それから先生が来るまで他人から見たらイチャイチャをしていた二人だった。
☆
「オッス! 歩!」
飴色の髪をボサボサさせた体格の良い男子が歩の所に来た。
「ん。どうした? 湊」
笹熊 湊。歩の幼馴染の親友。運動神経抜群で見た目は元気爽やか系で女子の人気も高い奴だ。
「と言うか、今は大丈夫か?」
湊が聞いて来てるのは多分、機嫌は大丈夫かってことだと思う。
「正直に言えばまだ悪い」
「じゃあ、嘘で言えば?」
「ん。まぁ、良いよって答える」
そんな二人の所に忍び寄る影が一つ。
七海が歩の後ろからたまたしても飛び付くように抱き付いて行った。
「あーくん! どう? 機嫌は?」
「ん。良いよ」
嘘である。さっきの話で行くならば歩が言ったことは嘘になる。
(あ~。だよな~、流石に彼女にはそう言わないと駄目だよな~)
湊は歩の対応を同調する目で見ていた。
「歩君。まだ機嫌悪いよね?」
「え………………。えっと、悪くないよ?」
「ふーん。なら、良いけど」
(一瞬バレたかなって思ったけど、バレて無くて良かった)
七海はスリスリっと歩に顔を擦りつけてそれと同じに胸も当たってるので歩はまんざらでも無さそうにしてる。
「歩君~、今日の放課後は暇~?」
「うーん。家の手伝いがあるから今日は無理かな」
歩の家は喫茶店をやっているため歩は朝早々に店を手伝いをしてるから朝はいつも機嫌が悪くなっている。
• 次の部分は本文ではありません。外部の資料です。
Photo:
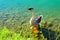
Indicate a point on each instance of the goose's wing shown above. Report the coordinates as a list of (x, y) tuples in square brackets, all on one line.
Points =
[(38, 20)]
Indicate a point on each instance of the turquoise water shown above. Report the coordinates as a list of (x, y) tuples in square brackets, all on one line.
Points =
[(48, 8)]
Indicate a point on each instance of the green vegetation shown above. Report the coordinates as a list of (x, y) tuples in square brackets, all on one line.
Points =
[(18, 29)]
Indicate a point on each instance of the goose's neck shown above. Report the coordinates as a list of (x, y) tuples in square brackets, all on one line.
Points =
[(33, 14)]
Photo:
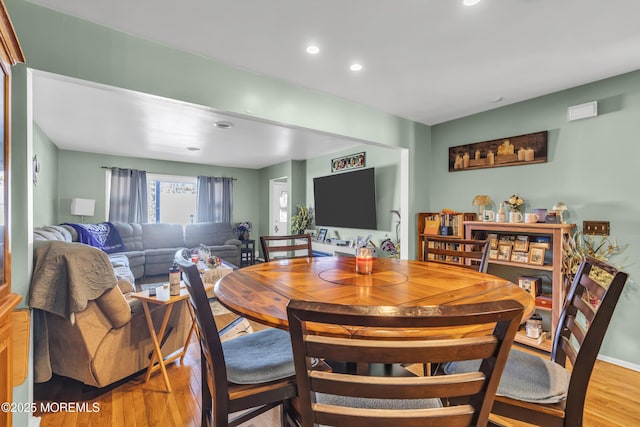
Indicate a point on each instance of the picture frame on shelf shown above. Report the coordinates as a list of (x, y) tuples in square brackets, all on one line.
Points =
[(322, 235), (536, 255), (541, 241), (521, 244), (519, 256), (493, 240), (504, 252), (533, 285)]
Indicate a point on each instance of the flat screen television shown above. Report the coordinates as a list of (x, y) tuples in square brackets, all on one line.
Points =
[(346, 200)]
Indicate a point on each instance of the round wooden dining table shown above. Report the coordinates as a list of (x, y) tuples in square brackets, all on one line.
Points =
[(261, 292)]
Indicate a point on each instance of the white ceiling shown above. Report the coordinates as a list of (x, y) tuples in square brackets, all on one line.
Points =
[(425, 60), (86, 116)]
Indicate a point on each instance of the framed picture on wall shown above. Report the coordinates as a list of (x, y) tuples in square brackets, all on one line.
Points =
[(536, 255), (504, 252)]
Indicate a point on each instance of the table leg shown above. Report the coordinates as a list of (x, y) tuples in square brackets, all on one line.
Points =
[(156, 344), (191, 331)]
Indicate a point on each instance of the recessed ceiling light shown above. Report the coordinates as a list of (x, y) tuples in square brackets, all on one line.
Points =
[(223, 124)]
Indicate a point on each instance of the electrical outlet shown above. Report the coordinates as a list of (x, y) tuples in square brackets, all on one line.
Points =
[(596, 228)]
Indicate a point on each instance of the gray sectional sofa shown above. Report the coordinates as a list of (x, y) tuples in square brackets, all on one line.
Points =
[(150, 248)]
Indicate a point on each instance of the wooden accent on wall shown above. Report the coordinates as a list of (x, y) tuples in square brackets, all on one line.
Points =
[(511, 151)]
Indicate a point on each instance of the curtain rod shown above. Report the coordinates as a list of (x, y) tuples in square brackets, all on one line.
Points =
[(157, 173)]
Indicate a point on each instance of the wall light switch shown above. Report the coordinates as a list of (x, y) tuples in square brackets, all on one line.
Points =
[(596, 228)]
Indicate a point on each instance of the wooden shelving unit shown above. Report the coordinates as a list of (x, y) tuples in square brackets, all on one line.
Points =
[(457, 227), (552, 266)]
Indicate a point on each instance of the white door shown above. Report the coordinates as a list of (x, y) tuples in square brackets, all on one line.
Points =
[(279, 215)]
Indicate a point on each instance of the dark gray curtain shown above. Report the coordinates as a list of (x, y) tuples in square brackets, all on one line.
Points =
[(215, 199), (128, 198)]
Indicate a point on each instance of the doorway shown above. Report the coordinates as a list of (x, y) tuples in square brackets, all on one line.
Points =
[(279, 207)]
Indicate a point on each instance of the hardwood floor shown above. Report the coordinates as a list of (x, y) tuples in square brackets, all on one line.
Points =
[(611, 400)]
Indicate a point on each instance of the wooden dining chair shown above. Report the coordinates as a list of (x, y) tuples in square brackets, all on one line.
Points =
[(252, 373), (468, 253), (287, 247), (353, 399), (544, 392)]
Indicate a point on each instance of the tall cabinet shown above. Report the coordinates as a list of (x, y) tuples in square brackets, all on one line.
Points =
[(509, 259), (10, 54)]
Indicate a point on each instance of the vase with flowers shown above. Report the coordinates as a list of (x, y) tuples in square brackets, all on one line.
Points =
[(243, 229), (515, 203)]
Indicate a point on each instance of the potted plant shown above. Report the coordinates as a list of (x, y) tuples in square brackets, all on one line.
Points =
[(243, 229), (301, 220), (579, 245)]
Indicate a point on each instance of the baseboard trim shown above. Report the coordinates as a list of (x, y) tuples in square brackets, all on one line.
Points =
[(619, 362)]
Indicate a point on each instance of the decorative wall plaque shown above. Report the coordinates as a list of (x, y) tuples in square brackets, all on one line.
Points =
[(512, 151)]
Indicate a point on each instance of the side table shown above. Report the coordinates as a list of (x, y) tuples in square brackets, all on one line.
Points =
[(247, 253), (163, 297)]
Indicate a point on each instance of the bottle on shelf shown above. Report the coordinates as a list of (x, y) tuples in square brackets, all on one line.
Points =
[(174, 280), (500, 216)]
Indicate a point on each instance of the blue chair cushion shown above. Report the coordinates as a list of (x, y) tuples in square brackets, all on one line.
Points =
[(526, 377), (368, 403), (259, 357)]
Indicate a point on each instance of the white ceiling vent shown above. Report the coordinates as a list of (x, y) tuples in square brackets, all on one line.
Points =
[(582, 111)]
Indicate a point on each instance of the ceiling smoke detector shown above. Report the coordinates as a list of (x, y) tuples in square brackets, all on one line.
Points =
[(223, 124)]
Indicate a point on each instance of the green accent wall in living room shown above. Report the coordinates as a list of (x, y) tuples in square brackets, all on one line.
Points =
[(592, 167), (45, 192)]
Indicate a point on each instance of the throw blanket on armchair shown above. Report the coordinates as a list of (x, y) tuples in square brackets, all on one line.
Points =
[(66, 276), (102, 236)]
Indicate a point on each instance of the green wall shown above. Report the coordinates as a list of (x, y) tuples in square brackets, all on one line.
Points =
[(65, 45), (45, 192), (592, 166)]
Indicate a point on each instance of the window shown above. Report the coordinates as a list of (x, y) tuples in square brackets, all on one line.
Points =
[(172, 199)]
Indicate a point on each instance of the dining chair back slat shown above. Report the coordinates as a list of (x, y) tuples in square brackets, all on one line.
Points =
[(582, 324), (335, 398), (220, 397)]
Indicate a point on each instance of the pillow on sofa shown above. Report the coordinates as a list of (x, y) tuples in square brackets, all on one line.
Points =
[(102, 236)]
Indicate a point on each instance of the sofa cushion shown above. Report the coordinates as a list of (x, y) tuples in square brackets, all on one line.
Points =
[(136, 262), (162, 235), (131, 235), (120, 264), (114, 305), (53, 232)]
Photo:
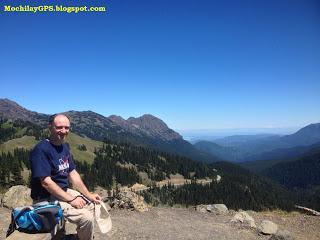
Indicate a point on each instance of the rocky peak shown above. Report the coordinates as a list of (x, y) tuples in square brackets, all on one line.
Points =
[(11, 110), (154, 127)]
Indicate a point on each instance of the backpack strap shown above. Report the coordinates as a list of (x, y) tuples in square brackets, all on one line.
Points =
[(12, 226)]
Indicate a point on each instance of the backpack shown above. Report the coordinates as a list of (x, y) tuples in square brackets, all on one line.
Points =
[(38, 218)]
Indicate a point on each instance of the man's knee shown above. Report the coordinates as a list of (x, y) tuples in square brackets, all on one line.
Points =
[(86, 217)]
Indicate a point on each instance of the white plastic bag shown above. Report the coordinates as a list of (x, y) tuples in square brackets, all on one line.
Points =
[(103, 218)]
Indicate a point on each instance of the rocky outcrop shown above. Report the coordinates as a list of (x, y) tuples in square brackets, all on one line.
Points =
[(218, 209), (17, 196), (213, 208), (282, 235), (129, 200), (267, 227), (244, 219)]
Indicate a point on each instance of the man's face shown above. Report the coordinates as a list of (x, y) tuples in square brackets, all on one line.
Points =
[(59, 129)]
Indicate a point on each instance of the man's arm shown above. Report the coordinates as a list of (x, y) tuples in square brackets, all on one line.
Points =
[(61, 195), (78, 184)]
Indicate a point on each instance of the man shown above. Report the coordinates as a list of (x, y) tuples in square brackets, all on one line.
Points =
[(52, 168)]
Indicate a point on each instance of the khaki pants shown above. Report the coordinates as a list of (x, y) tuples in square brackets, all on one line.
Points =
[(83, 218)]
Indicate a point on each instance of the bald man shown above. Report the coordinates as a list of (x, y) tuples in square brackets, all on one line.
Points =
[(52, 168)]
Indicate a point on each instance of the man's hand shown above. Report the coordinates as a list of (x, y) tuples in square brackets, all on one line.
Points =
[(94, 197), (78, 202)]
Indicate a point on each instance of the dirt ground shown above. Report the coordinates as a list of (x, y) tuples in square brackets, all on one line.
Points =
[(181, 223)]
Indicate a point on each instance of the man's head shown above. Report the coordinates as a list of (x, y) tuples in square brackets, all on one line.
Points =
[(59, 126)]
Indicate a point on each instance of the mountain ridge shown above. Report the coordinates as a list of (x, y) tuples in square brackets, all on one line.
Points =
[(146, 130)]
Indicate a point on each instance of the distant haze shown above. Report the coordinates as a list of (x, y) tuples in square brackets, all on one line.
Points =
[(211, 134)]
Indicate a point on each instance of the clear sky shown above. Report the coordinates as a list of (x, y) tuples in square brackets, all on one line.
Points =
[(194, 64)]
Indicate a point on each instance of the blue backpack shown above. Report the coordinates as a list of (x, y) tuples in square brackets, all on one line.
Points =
[(39, 218)]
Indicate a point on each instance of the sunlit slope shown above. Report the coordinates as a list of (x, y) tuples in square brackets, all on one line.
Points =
[(74, 141)]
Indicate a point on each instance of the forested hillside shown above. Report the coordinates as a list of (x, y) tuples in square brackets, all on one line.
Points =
[(115, 164), (301, 176)]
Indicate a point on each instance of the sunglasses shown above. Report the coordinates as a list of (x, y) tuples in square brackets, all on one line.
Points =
[(62, 127)]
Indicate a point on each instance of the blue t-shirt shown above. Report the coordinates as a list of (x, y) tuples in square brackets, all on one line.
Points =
[(46, 160)]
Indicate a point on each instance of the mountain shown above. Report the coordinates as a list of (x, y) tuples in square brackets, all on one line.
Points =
[(301, 176), (265, 146), (146, 130), (11, 110), (224, 153), (259, 162), (113, 163)]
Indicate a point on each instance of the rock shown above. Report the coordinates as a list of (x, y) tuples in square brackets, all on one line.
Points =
[(219, 209), (244, 218), (268, 227), (130, 200), (17, 196), (282, 235), (203, 208), (218, 179)]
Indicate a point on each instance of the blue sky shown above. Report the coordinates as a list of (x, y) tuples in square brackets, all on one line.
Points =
[(194, 64)]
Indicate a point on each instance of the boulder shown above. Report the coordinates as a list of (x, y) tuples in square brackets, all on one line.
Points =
[(17, 196), (244, 218), (282, 235), (219, 209), (267, 227), (202, 208), (131, 200)]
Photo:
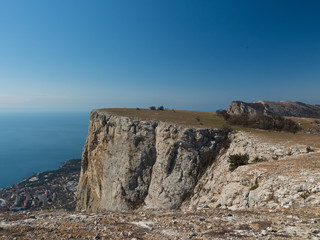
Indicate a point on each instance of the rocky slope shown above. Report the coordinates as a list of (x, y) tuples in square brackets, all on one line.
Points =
[(130, 163), (288, 176), (202, 224), (285, 108)]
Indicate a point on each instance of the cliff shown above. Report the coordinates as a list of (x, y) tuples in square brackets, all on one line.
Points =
[(130, 164), (284, 108), (135, 164)]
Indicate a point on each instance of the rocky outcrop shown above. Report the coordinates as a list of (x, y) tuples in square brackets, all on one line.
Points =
[(288, 177), (132, 164), (284, 108), (128, 163)]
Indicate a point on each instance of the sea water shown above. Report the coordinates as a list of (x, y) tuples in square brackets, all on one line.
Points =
[(32, 142)]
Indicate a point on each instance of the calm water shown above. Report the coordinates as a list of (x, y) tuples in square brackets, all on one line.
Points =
[(31, 142)]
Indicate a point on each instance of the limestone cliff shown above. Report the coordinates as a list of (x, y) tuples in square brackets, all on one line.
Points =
[(285, 108), (129, 163)]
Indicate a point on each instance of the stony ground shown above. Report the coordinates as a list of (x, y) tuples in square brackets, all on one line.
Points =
[(303, 223)]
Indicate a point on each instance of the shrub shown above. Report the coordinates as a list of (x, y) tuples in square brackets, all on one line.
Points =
[(309, 149), (254, 187), (304, 195), (238, 160)]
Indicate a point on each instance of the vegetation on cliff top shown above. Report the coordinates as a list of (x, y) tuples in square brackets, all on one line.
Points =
[(201, 119)]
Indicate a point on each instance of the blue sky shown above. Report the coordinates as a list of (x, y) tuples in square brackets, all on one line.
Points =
[(197, 55)]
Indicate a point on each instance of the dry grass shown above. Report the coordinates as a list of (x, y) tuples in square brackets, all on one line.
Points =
[(200, 119), (187, 118)]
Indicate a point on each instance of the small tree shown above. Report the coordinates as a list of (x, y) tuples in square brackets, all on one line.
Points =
[(238, 160)]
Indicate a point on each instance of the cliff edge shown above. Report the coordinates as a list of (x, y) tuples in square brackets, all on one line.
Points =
[(150, 164), (284, 108), (129, 164)]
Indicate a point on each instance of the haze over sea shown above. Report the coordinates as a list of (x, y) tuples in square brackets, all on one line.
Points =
[(34, 141)]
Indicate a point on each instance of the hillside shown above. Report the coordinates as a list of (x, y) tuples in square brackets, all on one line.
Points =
[(284, 108)]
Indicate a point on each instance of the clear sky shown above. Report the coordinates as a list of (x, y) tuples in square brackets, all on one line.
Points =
[(178, 53)]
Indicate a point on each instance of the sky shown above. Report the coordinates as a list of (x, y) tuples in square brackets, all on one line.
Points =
[(182, 54)]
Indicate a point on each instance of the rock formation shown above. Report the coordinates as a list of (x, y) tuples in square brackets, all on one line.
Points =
[(284, 108), (129, 163), (132, 164)]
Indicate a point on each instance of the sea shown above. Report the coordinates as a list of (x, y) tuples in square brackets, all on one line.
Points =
[(35, 141)]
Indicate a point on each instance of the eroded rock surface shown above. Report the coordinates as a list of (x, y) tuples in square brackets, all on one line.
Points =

元々朝は弱い歩なので更に機嫌が悪くなる。それならば店の手伝いをしなければ良いと言う話になるが、歩は嫌々そうにしてもなんやかんや手伝ってしまう優しい子だ。
歩に用事があるっと知った七海は不機嫌そうな顔になり。そんな七海を見て歩も少し困った顔をしている。
「あ、そうだ。歩! またお前ん所でバイトさせてくれね? 最近金欠で! この通り!」
頭を下げて手を合わせてお願いしてくる湊。
「分かった。父さんに聞いとくよ。オッケー貰えたら連絡する」
「サンキュー! じゃあな!」
手を振って自分の教室に帰って行く湊。
湊は忙しい奴と言うか、唐突に来て帰って行くなんとも騒がしい奴だ。
そんな湊を笑みを浮かべて歩は見ていた。
湊が見えなくなったら後ろに居ると思うみぃーを見ると、まだ不機嫌な顔で居た。